The First Witch (BBC Radio 4, Monday to Friday), a serialised play by Edel Brosnan, was based on the story of Dame Alice Kyteler of Kilkenny, the first woman in Europe to be put on trial for witchcraft.

The BBC's scheduling was an attractive proposition - 15-minute episodes every morning, repeated in the evening - so that the play sounded like an upmarket soap opera. In 1324 Dame Alice (Sorcha Cusack) readily admitted to being a "social climber, a moneylender and a scold" - now there's a word that deserves a comeback - and said that the only potions she cooked up were for whitening her teeth and softening her skin. Her problems started when the daughter of her fourth husband complained to Bishop Richard Ledrede of Ossary (John Kavanagh) that she used sorcery to kill off each of her elderly wealthy husbands and it didn't help that she was caught chanting for her son (Don Wycherly) to come into money.

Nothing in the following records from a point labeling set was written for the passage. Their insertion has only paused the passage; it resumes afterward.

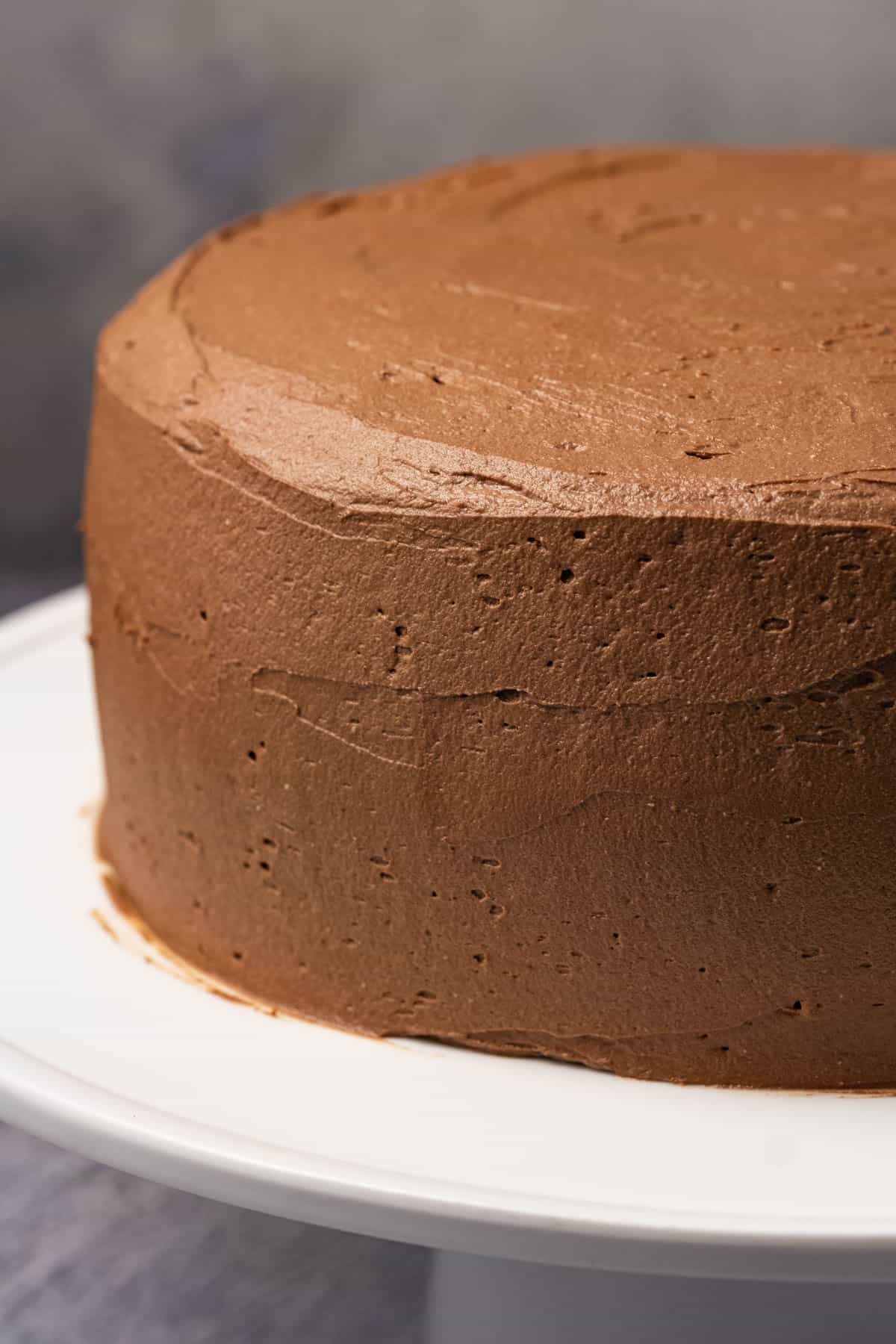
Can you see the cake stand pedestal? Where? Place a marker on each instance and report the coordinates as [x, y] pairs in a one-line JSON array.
[[567, 1204]]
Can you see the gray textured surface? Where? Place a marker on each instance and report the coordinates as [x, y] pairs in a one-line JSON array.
[[132, 127], [89, 1256]]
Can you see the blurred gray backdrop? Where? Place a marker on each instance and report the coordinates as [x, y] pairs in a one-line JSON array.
[[127, 129]]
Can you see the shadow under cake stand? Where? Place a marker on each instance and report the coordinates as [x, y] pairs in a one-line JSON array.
[[564, 1204]]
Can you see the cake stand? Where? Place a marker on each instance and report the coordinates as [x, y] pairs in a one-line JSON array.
[[609, 1209]]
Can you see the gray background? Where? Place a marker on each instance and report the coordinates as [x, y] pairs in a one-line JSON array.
[[127, 129]]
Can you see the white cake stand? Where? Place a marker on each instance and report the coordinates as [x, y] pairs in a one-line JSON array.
[[662, 1195]]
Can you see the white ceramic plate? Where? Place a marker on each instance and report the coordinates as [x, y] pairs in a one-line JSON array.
[[122, 1061]]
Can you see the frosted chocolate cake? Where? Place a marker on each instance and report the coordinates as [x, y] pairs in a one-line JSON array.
[[494, 612]]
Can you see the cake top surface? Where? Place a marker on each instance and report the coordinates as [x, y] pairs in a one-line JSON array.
[[709, 331]]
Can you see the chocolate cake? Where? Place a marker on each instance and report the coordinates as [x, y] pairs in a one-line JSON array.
[[494, 611]]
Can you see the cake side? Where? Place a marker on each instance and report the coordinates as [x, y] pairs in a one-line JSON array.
[[420, 738]]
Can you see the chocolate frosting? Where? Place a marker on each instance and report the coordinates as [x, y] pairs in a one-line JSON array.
[[494, 609]]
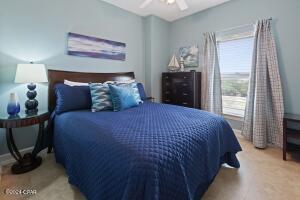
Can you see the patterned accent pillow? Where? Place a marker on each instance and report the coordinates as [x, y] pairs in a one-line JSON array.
[[101, 98], [122, 96], [135, 91]]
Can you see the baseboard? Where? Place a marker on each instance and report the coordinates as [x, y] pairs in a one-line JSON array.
[[6, 159]]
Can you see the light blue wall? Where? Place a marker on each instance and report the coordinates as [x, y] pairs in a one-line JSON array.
[[240, 12], [157, 53], [35, 30]]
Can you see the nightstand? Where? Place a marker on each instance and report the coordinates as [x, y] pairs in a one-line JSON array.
[[289, 133], [29, 161]]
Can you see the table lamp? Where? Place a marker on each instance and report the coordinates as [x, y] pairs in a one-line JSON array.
[[31, 74]]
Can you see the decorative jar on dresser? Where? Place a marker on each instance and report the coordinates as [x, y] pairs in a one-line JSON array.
[[182, 88]]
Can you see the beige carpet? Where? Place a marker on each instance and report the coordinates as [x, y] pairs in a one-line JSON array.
[[263, 175]]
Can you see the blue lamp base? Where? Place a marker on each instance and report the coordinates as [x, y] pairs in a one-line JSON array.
[[31, 104]]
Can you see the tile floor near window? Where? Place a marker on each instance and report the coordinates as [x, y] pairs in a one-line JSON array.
[[263, 175]]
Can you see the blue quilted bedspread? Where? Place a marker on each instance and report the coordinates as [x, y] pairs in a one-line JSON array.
[[154, 151]]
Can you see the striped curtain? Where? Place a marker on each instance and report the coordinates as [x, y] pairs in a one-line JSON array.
[[264, 110], [211, 76]]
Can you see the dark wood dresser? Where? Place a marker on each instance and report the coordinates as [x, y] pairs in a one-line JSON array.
[[182, 88]]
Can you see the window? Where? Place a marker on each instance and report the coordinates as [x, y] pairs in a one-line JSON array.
[[235, 57]]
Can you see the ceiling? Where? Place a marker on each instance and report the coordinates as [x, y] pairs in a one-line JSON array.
[[164, 11]]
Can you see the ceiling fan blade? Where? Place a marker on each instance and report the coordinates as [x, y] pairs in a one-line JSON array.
[[146, 3], [182, 4]]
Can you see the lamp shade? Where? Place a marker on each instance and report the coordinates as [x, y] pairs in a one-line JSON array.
[[31, 73]]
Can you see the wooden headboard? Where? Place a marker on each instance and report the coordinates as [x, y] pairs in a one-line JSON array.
[[55, 76]]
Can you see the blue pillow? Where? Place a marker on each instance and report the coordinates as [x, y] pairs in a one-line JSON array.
[[123, 97], [69, 98], [101, 99], [135, 90], [142, 91]]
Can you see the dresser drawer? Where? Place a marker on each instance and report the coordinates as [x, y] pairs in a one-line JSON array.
[[181, 88]]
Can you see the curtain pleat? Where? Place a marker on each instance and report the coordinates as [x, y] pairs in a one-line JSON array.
[[264, 110], [211, 76]]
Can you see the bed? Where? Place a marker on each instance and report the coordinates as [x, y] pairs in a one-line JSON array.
[[154, 151]]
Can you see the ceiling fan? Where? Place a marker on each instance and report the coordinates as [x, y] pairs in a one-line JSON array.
[[181, 3]]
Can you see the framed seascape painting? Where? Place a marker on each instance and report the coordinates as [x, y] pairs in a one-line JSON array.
[[190, 56], [87, 46]]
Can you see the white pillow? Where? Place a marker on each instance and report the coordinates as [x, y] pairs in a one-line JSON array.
[[72, 83]]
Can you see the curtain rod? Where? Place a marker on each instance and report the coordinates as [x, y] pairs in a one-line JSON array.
[[236, 27]]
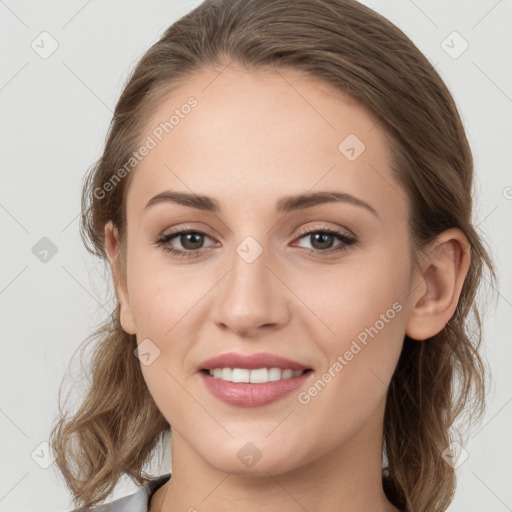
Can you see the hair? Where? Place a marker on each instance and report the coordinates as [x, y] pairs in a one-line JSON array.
[[117, 427]]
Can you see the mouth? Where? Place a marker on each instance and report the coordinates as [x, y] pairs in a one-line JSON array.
[[254, 376]]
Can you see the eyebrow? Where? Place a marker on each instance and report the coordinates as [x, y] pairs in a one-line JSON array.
[[284, 205]]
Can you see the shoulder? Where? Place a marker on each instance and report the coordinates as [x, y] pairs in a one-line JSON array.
[[135, 502]]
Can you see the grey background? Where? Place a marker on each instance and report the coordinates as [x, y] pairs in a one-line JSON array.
[[55, 113]]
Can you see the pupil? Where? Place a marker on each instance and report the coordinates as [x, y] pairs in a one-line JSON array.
[[194, 241], [324, 239]]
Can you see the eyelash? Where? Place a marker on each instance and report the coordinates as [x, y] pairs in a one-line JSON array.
[[343, 237]]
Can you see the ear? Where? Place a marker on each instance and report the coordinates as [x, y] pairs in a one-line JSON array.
[[443, 272], [112, 248]]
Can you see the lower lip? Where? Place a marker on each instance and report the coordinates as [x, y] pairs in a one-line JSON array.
[[244, 394]]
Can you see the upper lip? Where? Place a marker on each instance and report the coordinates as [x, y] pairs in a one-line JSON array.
[[250, 361]]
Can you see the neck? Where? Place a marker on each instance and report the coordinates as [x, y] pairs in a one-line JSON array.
[[347, 478]]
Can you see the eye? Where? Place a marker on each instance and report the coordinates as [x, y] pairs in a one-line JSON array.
[[322, 240], [191, 241]]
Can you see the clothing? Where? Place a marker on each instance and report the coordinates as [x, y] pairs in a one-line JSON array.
[[136, 502]]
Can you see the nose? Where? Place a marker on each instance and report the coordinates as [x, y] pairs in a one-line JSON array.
[[251, 299]]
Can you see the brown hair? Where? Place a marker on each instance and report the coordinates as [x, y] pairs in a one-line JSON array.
[[117, 427]]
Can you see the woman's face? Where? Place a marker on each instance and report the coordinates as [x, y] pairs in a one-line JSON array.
[[261, 275]]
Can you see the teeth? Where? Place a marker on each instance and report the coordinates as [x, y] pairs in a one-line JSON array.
[[257, 376]]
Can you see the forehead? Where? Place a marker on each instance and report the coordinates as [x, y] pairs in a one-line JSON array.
[[253, 136]]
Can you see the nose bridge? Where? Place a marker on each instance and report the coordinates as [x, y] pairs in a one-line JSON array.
[[251, 296]]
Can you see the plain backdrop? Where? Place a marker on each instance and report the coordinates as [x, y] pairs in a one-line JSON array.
[[55, 110]]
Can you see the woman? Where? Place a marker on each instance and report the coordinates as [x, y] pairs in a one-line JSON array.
[[284, 200]]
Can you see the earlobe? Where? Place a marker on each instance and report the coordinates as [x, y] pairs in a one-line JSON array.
[[112, 249], [445, 269]]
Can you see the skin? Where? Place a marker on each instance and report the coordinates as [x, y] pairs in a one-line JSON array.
[[254, 137]]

Ledrede, played with fire-and-brimstone gusto by Kavanagh, denounced Alice as a heretical sorceress, put her on trial and threatened to have her burned at the stake. Still protesting her innocence she fled to England, where she worked her way into the court of Edward III. Meanhile, her best friend, who stayed behind, was found guilty by association and burned at the stake. Brosnan, who has worked as a scriptwriter on Casualty and EastEnders, kept up the pace and peppered the dialogue with familiar expressions - Alice accused the bishop of being a "thundering disgrace" - although it ended on the sombre postscript that between Dame Alice's trial and the year 1700, 50,000 suspected witches were put to death in Europe.

Also in the 17th century, in Dublin's Phoenix Park the Ashtown Walker was responsible for looking after the deer, and the ruins of his castle were only discovered by the Office of Public Works within the papal nuncio's residence when they were demolishing it in 1986. It has now been restored, and on The Secret House (RTÉ Radio 1, Sunday), Margaret McGurk took us on a guided tour. It lasted 15 minutes - a perfect length for a programme such as this - and McGurk made it really lively listening as she traipsed down to the cellar (where gunpowder would have been kept) and back up to the freezing first floor, which the papal nuncios used as austere guest accommodation.

Tea-time Sunday isn't the best slot and it's pretty much only for diehard radio fans, but on the strength of short gems like this one, it's worth scrutinising the schedule and tuning in.